La Discovery di Robert Falcon Scott - Foto da Historic UK
A questa prima spedizione ne seguì una seconda (1907-1909), la “British Antarctic Expedition” con la nave “Nimrod”, della quale aveva la totale responsabilità e che concluse con parziale successo che gli valse comunque ampi riconoscimenti.
Ma è con la terza spedizione a bordo dell’Endurance (1914-1916) l’“Imperial Trans-Antarctic Expedition” che Shackleton raggiunse, nel tempo, una fama pressoché planetaria.
L'Endurance intrapolata nei ghiacci - Foto da Peabody Essex Museum
Questa spedizione che come le altre aveva non solo scopi scientifici e di ampliamento delle conoscenze del continente, ma mirava a consolidare, in qualche modo, la presenza britannica al polo sud, ebbe un epilogo, che solo la determinazione e l’esperienza accumulata da Shackleton nelle precedenti spedizioni permise di non trasformare in tragedia.
L’Endurance rimase, infatti, incastrata tra i ghiacci ed in pochi mesi, distrutta completamente dalla morsa gelata (novembre 1915). L’equipaggio si sistemò precariamente su due campi ( Ocean Camp e successivamente Patience Camp) allestiti sulla banchisa e vi rimasero sino al suo scioglimento parziale (aprile 1916) che li costrinse a cercare un approdo sicuro sulla Elephant Island, raggiunta dopo una navigazione estremamente impegnativa.
La scialuppa usata per raggiungere l'arcipelago della Georgia del sud - Foto da Familypedia - Wikia
In questa precaria situazione e nella certezza di non ottenere soccorso, venne presa l’iniziativa di tentare di raggiungere l’arcipelago della Georgia del sud (a circa 1600km di distanza) per attivare i soccorsi. Venne utilizzata una scialuppa di salvataggio che dopo quindici giorni di terrificante mare aperto li condusse a terra.

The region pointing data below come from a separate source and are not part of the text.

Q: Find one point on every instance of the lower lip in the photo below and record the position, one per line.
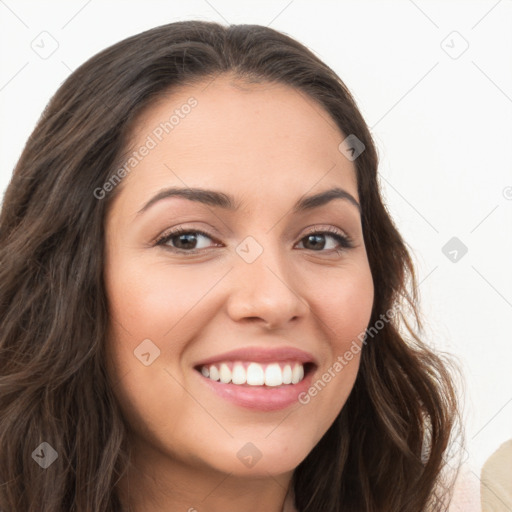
(261, 398)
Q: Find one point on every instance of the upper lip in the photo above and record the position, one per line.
(261, 355)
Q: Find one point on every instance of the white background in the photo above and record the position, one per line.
(441, 119)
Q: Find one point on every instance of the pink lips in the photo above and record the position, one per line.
(261, 398)
(261, 355)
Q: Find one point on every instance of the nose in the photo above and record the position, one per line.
(266, 291)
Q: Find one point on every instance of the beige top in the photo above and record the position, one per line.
(496, 480)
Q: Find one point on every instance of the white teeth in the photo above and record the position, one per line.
(273, 375)
(239, 376)
(287, 374)
(297, 373)
(214, 373)
(255, 374)
(225, 373)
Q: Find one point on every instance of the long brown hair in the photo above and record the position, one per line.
(384, 452)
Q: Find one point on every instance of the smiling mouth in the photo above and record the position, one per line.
(253, 374)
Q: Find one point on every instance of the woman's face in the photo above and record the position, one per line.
(256, 291)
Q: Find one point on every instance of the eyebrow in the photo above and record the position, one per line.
(227, 202)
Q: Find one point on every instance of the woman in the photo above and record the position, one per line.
(203, 294)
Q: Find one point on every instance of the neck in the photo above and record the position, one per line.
(160, 484)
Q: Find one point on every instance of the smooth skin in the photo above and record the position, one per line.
(267, 145)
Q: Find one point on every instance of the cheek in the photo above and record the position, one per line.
(345, 306)
(155, 301)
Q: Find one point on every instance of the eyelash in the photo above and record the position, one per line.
(345, 241)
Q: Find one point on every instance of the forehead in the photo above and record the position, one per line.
(224, 134)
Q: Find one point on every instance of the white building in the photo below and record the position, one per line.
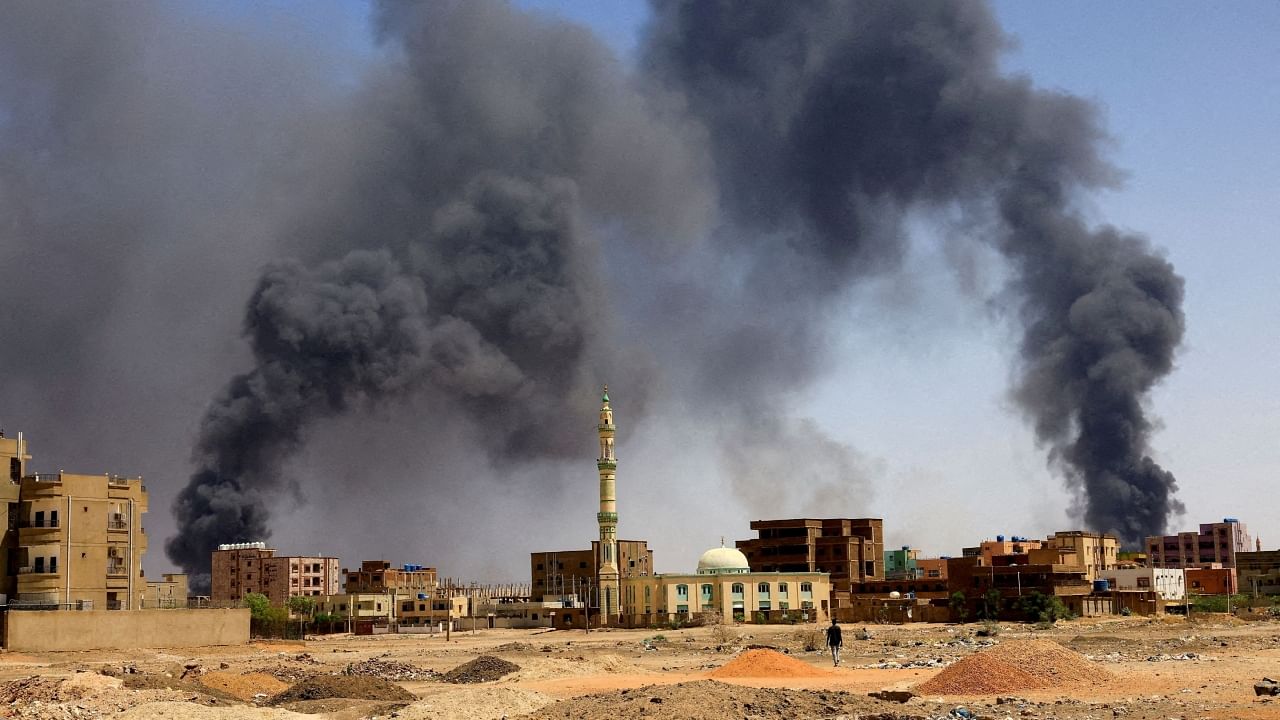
(1169, 582)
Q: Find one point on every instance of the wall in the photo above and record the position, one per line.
(123, 629)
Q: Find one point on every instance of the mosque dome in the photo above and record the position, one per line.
(722, 560)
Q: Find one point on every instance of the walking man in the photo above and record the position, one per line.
(833, 642)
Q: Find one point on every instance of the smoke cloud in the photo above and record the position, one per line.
(487, 214)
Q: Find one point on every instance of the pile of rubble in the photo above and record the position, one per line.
(389, 670)
(484, 669)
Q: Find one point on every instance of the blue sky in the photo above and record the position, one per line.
(1191, 95)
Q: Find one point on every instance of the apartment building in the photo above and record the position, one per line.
(1215, 542)
(238, 569)
(1097, 552)
(1258, 572)
(379, 577)
(81, 541)
(849, 550)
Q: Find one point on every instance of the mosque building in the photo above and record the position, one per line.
(726, 589)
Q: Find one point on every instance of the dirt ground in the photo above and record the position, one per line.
(1147, 669)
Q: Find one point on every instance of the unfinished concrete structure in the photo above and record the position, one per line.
(169, 591)
(849, 550)
(590, 578)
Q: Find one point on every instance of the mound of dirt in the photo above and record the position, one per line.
(484, 669)
(353, 687)
(245, 687)
(708, 700)
(762, 662)
(1015, 665)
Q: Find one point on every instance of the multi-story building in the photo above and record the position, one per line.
(1097, 552)
(575, 572)
(81, 541)
(593, 575)
(170, 591)
(1168, 582)
(13, 460)
(69, 541)
(932, 568)
(1258, 572)
(901, 564)
(1013, 545)
(849, 550)
(1215, 542)
(238, 569)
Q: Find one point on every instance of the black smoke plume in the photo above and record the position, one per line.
(489, 214)
(830, 121)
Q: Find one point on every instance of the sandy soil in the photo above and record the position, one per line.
(1162, 669)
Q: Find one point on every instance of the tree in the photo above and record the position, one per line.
(259, 605)
(1043, 607)
(959, 605)
(988, 607)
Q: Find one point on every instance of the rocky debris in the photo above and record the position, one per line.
(767, 664)
(908, 664)
(389, 670)
(324, 687)
(247, 687)
(484, 669)
(1015, 665)
(520, 647)
(1166, 657)
(892, 696)
(708, 700)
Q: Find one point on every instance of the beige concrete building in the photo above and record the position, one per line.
(238, 569)
(726, 588)
(170, 591)
(13, 459)
(1097, 552)
(81, 541)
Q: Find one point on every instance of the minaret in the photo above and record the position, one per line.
(608, 515)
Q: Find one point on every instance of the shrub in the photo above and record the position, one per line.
(810, 637)
(722, 634)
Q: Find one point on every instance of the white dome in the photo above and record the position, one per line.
(722, 560)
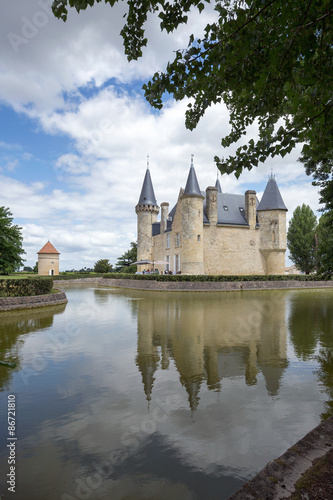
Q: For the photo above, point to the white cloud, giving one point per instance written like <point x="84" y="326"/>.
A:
<point x="73" y="81"/>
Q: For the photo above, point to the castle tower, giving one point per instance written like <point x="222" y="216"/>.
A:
<point x="192" y="226"/>
<point x="272" y="220"/>
<point x="147" y="211"/>
<point x="48" y="260"/>
<point x="218" y="186"/>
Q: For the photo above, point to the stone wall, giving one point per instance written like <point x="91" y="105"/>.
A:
<point x="232" y="250"/>
<point x="11" y="303"/>
<point x="48" y="263"/>
<point x="212" y="286"/>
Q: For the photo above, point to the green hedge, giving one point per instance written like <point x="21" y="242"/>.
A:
<point x="74" y="276"/>
<point x="25" y="286"/>
<point x="204" y="277"/>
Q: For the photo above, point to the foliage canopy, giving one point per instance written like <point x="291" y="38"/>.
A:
<point x="301" y="238"/>
<point x="10" y="243"/>
<point x="270" y="61"/>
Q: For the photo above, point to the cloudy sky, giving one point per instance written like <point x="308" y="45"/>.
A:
<point x="76" y="131"/>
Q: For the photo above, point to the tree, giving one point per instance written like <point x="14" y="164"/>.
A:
<point x="125" y="262"/>
<point x="301" y="238"/>
<point x="325" y="244"/>
<point x="10" y="243"/>
<point x="103" y="266"/>
<point x="270" y="61"/>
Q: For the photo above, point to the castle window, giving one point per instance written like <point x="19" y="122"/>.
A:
<point x="177" y="263"/>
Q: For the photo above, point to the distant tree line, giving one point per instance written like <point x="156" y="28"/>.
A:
<point x="310" y="242"/>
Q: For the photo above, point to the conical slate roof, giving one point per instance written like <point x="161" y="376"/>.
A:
<point x="192" y="186"/>
<point x="147" y="196"/>
<point x="271" y="199"/>
<point x="48" y="248"/>
<point x="218" y="185"/>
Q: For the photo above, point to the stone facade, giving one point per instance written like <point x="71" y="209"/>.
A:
<point x="212" y="232"/>
<point x="48" y="260"/>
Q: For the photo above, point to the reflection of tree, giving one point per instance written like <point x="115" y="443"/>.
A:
<point x="14" y="325"/>
<point x="311" y="325"/>
<point x="325" y="376"/>
<point x="210" y="338"/>
<point x="305" y="311"/>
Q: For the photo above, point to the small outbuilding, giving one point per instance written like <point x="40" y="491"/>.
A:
<point x="48" y="260"/>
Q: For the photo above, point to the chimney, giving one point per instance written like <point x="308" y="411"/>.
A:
<point x="211" y="204"/>
<point x="164" y="215"/>
<point x="251" y="208"/>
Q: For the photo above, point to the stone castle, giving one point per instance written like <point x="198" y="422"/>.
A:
<point x="212" y="232"/>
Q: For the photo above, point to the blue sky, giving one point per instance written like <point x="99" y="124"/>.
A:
<point x="76" y="131"/>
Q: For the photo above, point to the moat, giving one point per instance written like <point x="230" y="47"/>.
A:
<point x="128" y="394"/>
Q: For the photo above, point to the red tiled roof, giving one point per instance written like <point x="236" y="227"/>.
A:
<point x="48" y="248"/>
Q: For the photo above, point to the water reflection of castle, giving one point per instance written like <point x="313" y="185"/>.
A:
<point x="211" y="338"/>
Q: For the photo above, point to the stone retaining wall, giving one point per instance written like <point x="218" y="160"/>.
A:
<point x="199" y="286"/>
<point x="11" y="303"/>
<point x="277" y="480"/>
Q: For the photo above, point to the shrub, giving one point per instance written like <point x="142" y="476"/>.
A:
<point x="204" y="277"/>
<point x="25" y="286"/>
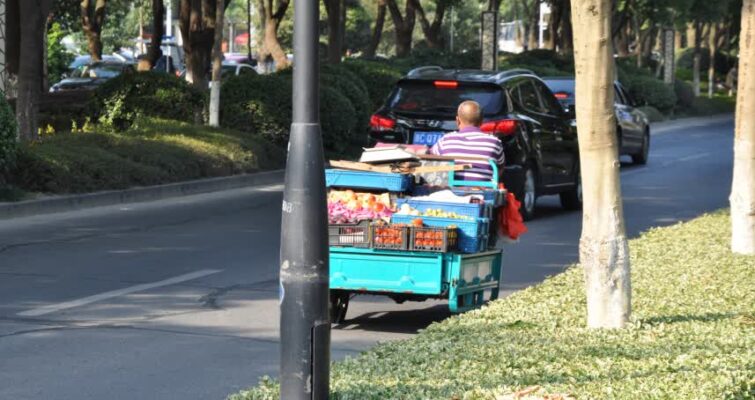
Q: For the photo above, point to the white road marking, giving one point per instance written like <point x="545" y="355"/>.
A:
<point x="667" y="163"/>
<point x="51" y="308"/>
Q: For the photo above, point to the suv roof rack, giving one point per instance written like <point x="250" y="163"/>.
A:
<point x="421" y="70"/>
<point x="515" y="71"/>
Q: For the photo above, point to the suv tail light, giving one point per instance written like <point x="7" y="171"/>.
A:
<point x="380" y="123"/>
<point x="446" y="84"/>
<point x="502" y="127"/>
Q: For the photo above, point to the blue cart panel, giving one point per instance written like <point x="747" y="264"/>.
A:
<point x="466" y="280"/>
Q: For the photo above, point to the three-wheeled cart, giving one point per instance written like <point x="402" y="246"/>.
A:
<point x="466" y="279"/>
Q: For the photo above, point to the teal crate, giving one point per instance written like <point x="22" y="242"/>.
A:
<point x="467" y="281"/>
<point x="473" y="235"/>
<point x="368" y="180"/>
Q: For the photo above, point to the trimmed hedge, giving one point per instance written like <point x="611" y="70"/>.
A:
<point x="262" y="104"/>
<point x="690" y="336"/>
<point x="120" y="101"/>
<point x="8" y="137"/>
<point x="652" y="92"/>
<point x="379" y="77"/>
<point x="152" y="151"/>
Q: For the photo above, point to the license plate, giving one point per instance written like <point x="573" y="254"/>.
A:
<point x="427" y="138"/>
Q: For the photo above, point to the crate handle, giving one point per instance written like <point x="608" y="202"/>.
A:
<point x="493" y="183"/>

L’approdo non fu dei più fortunati. Il punto più civilizzato dell’isola, la stazione baleniera di Stromness, si trovava al di là di circa cinquanta chilometri di cordigliera ghiacciata ed inesplorata. Servirono più di un giorno di cammino, in condizioni subumane, per permettere a Shackleton e a due dei suoi uomini di raggiungere la stazione e dare l’allarme (maggio 1916).
Shackleton e due membri dell'equipaggio piantano la bandiera - Foto da Encyclopedia Britannica
La parte dell’equipaggio dell’ “Endurance”, rimasto sull’Elephant Island venne tratto in salvo da un rimorchiatore cileno dopo diversi tentativi.
Anche se l’accaduto venne dettagliatamente descritto nel libro “South”, di questa impresa, ai limiti dell’umano, se ne comprese la straordinarietà solo successivamente, quando l’esplorazione di quelle aree rivelò le enormi difficoltà presenti e superate dalla spedizione di Shackleton.
La sepoltura di Ernest Henry Shacketon - Foto da www.submerged.co.uk
Come per ogni esploratore che abbia dedicato la sua vita ai viaggi e alla conoscenza, la morte migliore appare essere quella che accade nel pieno di un progetto e di una nuova avventura.
Shackleton riposa in un piccolo cimitero della Georgia del sud, stroncato da un infarto a soli quarantotto anni, all’inizio della sua quarta spedizione in terra antartica.